The study of history at Deerfield encourages students to be informed, perceptive, and engaged citizens of the world. Through a variety of courses, students are introduced to the challenges and rewards of studying the past. In all courses, teachers urge students to become more knowledgeable about the many peoples, cultures, events, controversies, and ideas that have shaped human history. Students gain practical experience as historians by reading a range of sources, participating in discussion-oriented seminar classes, and preparing a variety of analytical and interpretive essays.
In exposing students to the moral and ethical issues that have faced other people in other times, in studying the struggles and triumphs that have marked human history and, in understanding the purposes that have divided people as well as those that have united them, Deerfield Academy believes that the study of history is a crucial part of a fulfilling liberal arts education.
Ninth graders and Tenth graders may choose among four courses: Africa and Latin America, Asia in World History, Topics in Western Civilization, and Big History.
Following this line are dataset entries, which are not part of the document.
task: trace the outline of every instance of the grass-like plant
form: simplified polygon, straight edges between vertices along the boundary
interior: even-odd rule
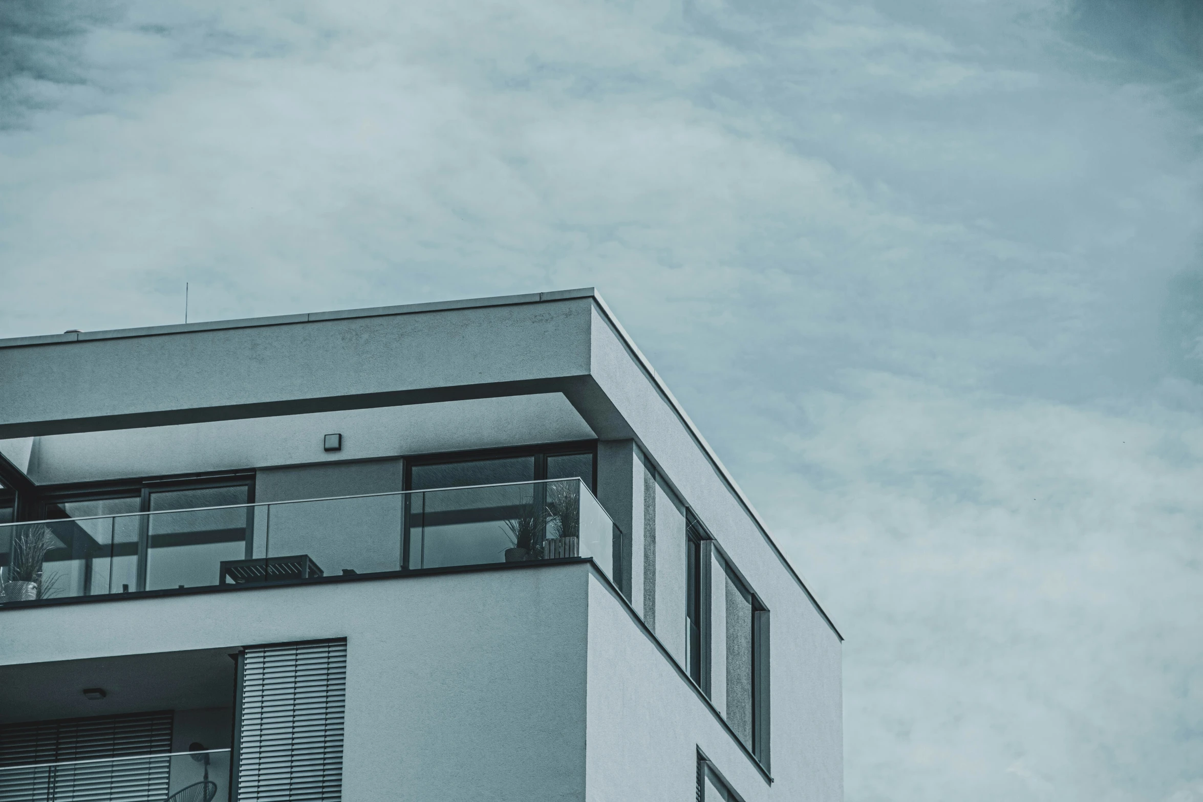
[[[16,582],[32,582],[38,599],[49,599],[58,593],[58,576],[46,577],[46,556],[58,543],[46,524],[17,527],[8,549],[8,571],[5,590]]]

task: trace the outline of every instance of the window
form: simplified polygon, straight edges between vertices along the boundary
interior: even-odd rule
[[[705,678],[703,677],[703,607],[705,606],[706,596],[704,594],[703,583],[703,546],[704,533],[701,527],[698,524],[697,518],[693,517],[691,512],[689,522],[686,529],[686,654],[687,654],[687,671],[689,678],[698,683],[699,688],[705,688]]]
[[[243,649],[232,798],[338,802],[345,703],[345,640]]]
[[[769,611],[689,512],[686,628],[689,677],[769,766]]]
[[[217,584],[221,560],[250,557],[253,493],[245,474],[48,491],[38,517],[64,523],[46,582],[69,596]]]
[[[13,507],[17,506],[16,494],[0,485],[0,524],[12,523]]]
[[[704,754],[698,753],[698,802],[743,802],[743,798],[731,790],[715,764]]]
[[[0,800],[166,798],[171,736],[171,711],[0,725]]]

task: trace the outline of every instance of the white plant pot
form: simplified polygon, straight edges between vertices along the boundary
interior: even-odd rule
[[[5,601],[34,601],[37,599],[36,582],[6,582],[4,586]]]

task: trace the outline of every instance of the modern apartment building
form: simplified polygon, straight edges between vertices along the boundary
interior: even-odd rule
[[[841,637],[593,290],[0,340],[0,802],[842,800]]]

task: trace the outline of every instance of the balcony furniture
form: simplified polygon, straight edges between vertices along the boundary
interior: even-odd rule
[[[269,557],[249,560],[221,560],[221,584],[248,582],[285,582],[322,576],[321,569],[308,554]]]

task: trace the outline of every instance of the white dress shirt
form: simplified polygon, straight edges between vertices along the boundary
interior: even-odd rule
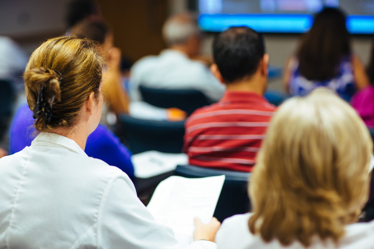
[[[260,235],[254,235],[249,231],[248,220],[250,216],[249,213],[237,215],[223,221],[215,238],[218,249],[305,248],[298,242],[294,242],[288,246],[282,246],[276,240],[269,243],[264,242]],[[308,249],[374,248],[374,221],[349,225],[346,227],[346,231],[345,236],[339,241],[337,246],[332,240],[322,242],[316,236],[313,238],[312,244]]]
[[[221,99],[225,91],[225,87],[207,66],[174,49],[141,59],[131,68],[129,83],[132,101],[141,100],[140,84],[163,89],[197,90],[214,101]]]
[[[65,137],[40,133],[0,159],[0,248],[180,247],[125,174]],[[187,248],[215,246],[199,241]]]

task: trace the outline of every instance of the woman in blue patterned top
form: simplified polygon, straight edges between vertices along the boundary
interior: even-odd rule
[[[292,96],[305,96],[323,86],[347,100],[367,85],[364,67],[352,52],[341,11],[325,8],[315,16],[295,56],[288,62],[283,83]]]

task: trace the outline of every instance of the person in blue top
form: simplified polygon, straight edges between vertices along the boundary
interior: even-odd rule
[[[316,15],[287,62],[283,81],[286,92],[292,96],[325,87],[347,101],[368,85],[365,68],[351,48],[341,10],[326,7]]]
[[[27,104],[22,105],[16,113],[10,127],[10,154],[20,151],[31,144],[37,132],[33,125],[34,122],[33,112]],[[131,160],[131,152],[104,125],[99,124],[88,136],[85,152],[89,156],[116,166],[130,178],[134,178],[134,168]]]

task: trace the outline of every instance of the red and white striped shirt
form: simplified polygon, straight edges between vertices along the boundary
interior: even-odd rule
[[[275,107],[248,92],[227,91],[187,119],[183,150],[190,164],[251,172]]]

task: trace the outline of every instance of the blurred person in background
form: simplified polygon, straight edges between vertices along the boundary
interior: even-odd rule
[[[100,7],[95,0],[72,0],[67,5],[65,13],[65,34],[68,35],[70,29],[80,22],[102,19]]]
[[[224,85],[205,64],[191,59],[200,52],[201,35],[196,19],[191,15],[178,14],[169,18],[162,28],[162,36],[168,49],[158,56],[141,59],[131,69],[131,101],[141,100],[141,85],[165,89],[193,89],[213,102],[220,99]]]
[[[346,102],[325,89],[283,103],[251,178],[253,213],[224,221],[220,249],[373,249],[368,200],[373,144]]]
[[[246,27],[218,35],[213,53],[211,71],[226,91],[187,119],[183,150],[190,164],[250,172],[275,109],[263,97],[269,56],[262,35]]]
[[[370,84],[355,94],[351,104],[374,136],[374,41],[366,71]]]
[[[347,101],[368,85],[365,68],[352,51],[341,10],[325,8],[316,15],[296,55],[288,60],[283,82],[292,96],[305,96],[323,86]]]

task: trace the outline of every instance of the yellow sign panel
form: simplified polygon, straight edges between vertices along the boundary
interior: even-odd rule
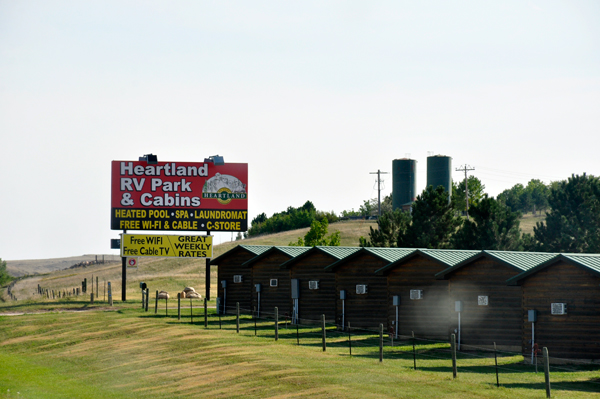
[[[212,258],[212,236],[122,234],[121,256]]]

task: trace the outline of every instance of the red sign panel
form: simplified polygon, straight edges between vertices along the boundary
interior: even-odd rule
[[[112,230],[248,230],[248,164],[113,161]]]

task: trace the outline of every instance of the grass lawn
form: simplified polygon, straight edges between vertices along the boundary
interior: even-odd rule
[[[499,358],[498,388],[489,356],[459,354],[453,379],[447,344],[418,345],[414,370],[410,342],[386,341],[380,363],[377,336],[353,336],[350,356],[348,336],[334,328],[323,352],[318,327],[303,326],[297,335],[282,321],[275,341],[272,320],[259,320],[255,330],[245,317],[238,334],[232,316],[219,329],[211,313],[205,328],[199,303],[194,324],[189,308],[178,321],[176,309],[165,316],[164,306],[155,315],[139,300],[115,305],[0,316],[0,397],[545,397],[543,373],[521,356]],[[553,397],[600,398],[599,376],[597,368],[553,368]]]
Students may also elect to study history both years before they become juniors. All ninth and tenth grade courses stress careful reading and writing and develop the ability to select, evaluate, and organize primary and secondary historical sources. Each of these courses provides a similar foundation in historical skills for further study in the discipline.
In the junior year all students choose among United States History, Honors United States History, or American Studies (an interdisciplinary combination of American history and literature). Each course incorporates research projects and papers into its curriculum. Though only two years of history are required (U.S. History and another non-U.S. history) many students in their senior year decide to continue on in history, pursuing their interests in a research-based curriculum.